Polluants et renouvellement d’air
Les concentrations mesurées en COV totaux et en molécules ciblées ne révèlent pas de niveaux
préoccupants, tant en mesures passives qu’actives. Néanmoins, l’absence de système de ventilation
mécanique limite la dilution et l’évacuation des polluants. Ainsi, lors d’émissions ponctuelles mais
soutenues (activités de peinture, par exemple), plusieurs jours peuvent être nécessaires pour retrouver
des niveaux bas.
Le suivi du CO₂ met en évidence des dépassements réguliers du seuil recommandé de 800 ppm, sans
toutefois atteindre des valeurs très élevées. Cette situation pourrait s’expliquer par la hauteur sous
plafond et la forte perméabilité à l’air du bâtiment, qui assurent un renouvellement d’air non maîtrisé.
Ce point constitue un enjeu majeur en perspective d’une future rénovation thermique : un renforcement
de l’étanchéité sans mise en place d’une ventilation adaptée entraînerait un risque important de
dégradation de la QAI.
Les données montrent également des pratiques d’aération ponctuelles, efficaces pour réduire
temporairement les concentrations de polluants. Celles-ci gagneraient à être systématisées lors des
activités émissives et du ménage, mais ne peuvent se substituer à un système de ventilation performant,
en particulier en cas d’émissions continues.

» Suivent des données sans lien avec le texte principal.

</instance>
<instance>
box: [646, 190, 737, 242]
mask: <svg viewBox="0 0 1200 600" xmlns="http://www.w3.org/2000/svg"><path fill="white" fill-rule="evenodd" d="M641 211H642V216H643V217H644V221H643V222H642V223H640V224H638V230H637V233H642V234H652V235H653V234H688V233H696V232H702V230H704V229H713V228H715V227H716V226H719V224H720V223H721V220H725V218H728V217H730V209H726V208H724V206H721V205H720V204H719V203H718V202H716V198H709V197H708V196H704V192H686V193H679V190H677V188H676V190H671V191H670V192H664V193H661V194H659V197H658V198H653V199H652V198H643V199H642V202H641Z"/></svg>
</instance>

Enseignements et recommandations
Au regard des résultats disponibles, les produits d’entretien ne sembleraient pas constituer la
contribution principale aux quelques concentrations de COV observées dans l’établissement. Les
niveaux mesurés restent faibles et inférieurs aux repères sanitaires. Les variations observées peuvent
s’expliquer par l’ensemble des usages courants du bâtiment, incluant notamment l’utilisation et le
stockage de fournitures scolaires, ainsi que d’autres paramètres liés au fonctionnement normal des
locaux.
Globalement, les résultats traduisent une qualité de l’air intérieur cohérente avec les usages habituels
de l’établissement et ne présentant pas de caractère préoccupant à ce stade.
Les principales recommandations formulées sont les suivantes :
 Rétablir et assurer l’entretien pérenne des systèmes de ventilation, notamment dans l’école ;
 Systématiser l’aération, en particulier pendant et après le ménage, lors des pauses méridiennes
et après des activités émissives ;
 Réduire les sources de COV à la source en privilégiant des produits écolabellisés, en limitant le
nombre de références et en évitant les produits à base de parfum ou sous forme de spray ;
 Poursuivre et renforcer la sensibilisation des usagers (agents d’entretien, enseignants, et à
terme élèves) afin d’ancrer durablement les bonnes pratiques en matière de QAI.